Receiving an Apology Does a Body Good, Study Finds
Thu Oct 10, 5:29 PM ET
By Charnicia E. Huggins

NEW YORK (Reuters Health) - Most individuals who have been wronged would agree that they feel better after receiving an apology. Now researchers have found scientific proof to back up that claim.



"The data suggest that apologies and restitution can have an immediate, positive impact on physiological and subjective responses to transgressions," according to Dr. Everett L. Worthington, Jr., of Virginia Commonwealth University in Richmond and his colleagues.

For their study, 61 college undergraduates--32 men and 29 women--were told to imagine that they had been robbed, and that the robber had afterwards either apologized, restored to them the things he or she had stolen, apologized and made restitution, or did neither.

Overall, the students had lower heart rates when they imagined that the robber had given them a strong, guilt-ridden apology and made restitution to compensate for the stolen items and trouble he or she had caused, study findings indicate. Further, the students also showed less muscle tension in their face--such as less wrinkling of the brow--and had less stress and lower blood pressures.

In other findings, when the students imagined that they had received a strong apology and had been compensated, they experienced a reduction in their level of unforgiveness that was twice as great as when they imagined themselves to have just received a strong apology, according to Worthington.

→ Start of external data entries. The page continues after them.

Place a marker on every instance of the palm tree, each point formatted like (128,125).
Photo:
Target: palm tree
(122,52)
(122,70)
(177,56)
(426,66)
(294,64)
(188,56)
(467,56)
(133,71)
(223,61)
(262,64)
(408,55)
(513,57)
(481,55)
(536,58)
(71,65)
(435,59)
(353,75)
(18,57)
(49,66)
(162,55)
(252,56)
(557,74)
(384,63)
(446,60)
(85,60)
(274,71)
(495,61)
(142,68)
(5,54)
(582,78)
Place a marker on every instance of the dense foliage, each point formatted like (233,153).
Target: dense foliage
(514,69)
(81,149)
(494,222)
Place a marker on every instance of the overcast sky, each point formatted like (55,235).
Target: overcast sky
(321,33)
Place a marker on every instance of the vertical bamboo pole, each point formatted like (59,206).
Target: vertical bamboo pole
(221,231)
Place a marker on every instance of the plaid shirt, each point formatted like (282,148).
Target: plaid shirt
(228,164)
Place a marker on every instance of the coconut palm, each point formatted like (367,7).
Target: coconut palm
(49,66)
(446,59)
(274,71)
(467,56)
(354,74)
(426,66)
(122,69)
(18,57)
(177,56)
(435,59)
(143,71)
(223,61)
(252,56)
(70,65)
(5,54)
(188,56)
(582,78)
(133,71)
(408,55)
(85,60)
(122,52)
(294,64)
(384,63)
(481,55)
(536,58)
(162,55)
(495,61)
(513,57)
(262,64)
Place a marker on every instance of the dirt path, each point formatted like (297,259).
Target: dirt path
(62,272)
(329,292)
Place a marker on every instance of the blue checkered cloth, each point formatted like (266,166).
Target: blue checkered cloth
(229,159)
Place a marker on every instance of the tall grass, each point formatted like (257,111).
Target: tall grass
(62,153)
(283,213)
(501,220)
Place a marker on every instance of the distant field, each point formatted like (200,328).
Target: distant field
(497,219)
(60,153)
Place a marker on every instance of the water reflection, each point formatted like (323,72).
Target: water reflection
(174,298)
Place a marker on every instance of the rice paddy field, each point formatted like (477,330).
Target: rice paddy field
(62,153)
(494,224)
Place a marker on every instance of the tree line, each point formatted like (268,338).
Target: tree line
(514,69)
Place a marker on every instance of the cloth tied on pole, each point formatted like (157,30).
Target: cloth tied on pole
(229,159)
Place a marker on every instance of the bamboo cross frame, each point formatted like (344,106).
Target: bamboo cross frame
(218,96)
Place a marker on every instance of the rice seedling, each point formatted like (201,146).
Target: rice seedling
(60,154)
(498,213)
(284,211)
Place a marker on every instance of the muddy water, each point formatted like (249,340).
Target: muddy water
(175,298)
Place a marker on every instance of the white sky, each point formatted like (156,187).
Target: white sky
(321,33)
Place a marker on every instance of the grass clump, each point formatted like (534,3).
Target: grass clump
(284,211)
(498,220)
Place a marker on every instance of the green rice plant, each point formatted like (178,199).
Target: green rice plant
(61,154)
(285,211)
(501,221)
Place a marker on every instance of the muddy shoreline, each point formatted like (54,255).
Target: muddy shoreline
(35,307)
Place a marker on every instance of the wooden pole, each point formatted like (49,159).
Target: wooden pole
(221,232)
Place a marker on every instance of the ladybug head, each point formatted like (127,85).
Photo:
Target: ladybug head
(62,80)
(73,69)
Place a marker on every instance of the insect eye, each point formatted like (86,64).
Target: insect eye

The students also said they felt more forgiveness, gratitude and empathy and less anger, fear and sadness, study findings indicate. Finally, the undergraduates also said they felt more in control.

"If someone apologizes it makes it easier to give some measure of forgiveness because it reduces the gap of injustice," Worthington told Reuters Health. "Justice can only take you so far, but if you forgive--that can take you all the way to closure."

The findings were presented in Washington, DC during the recent annual meeting of the Society for Psychophysiological Research.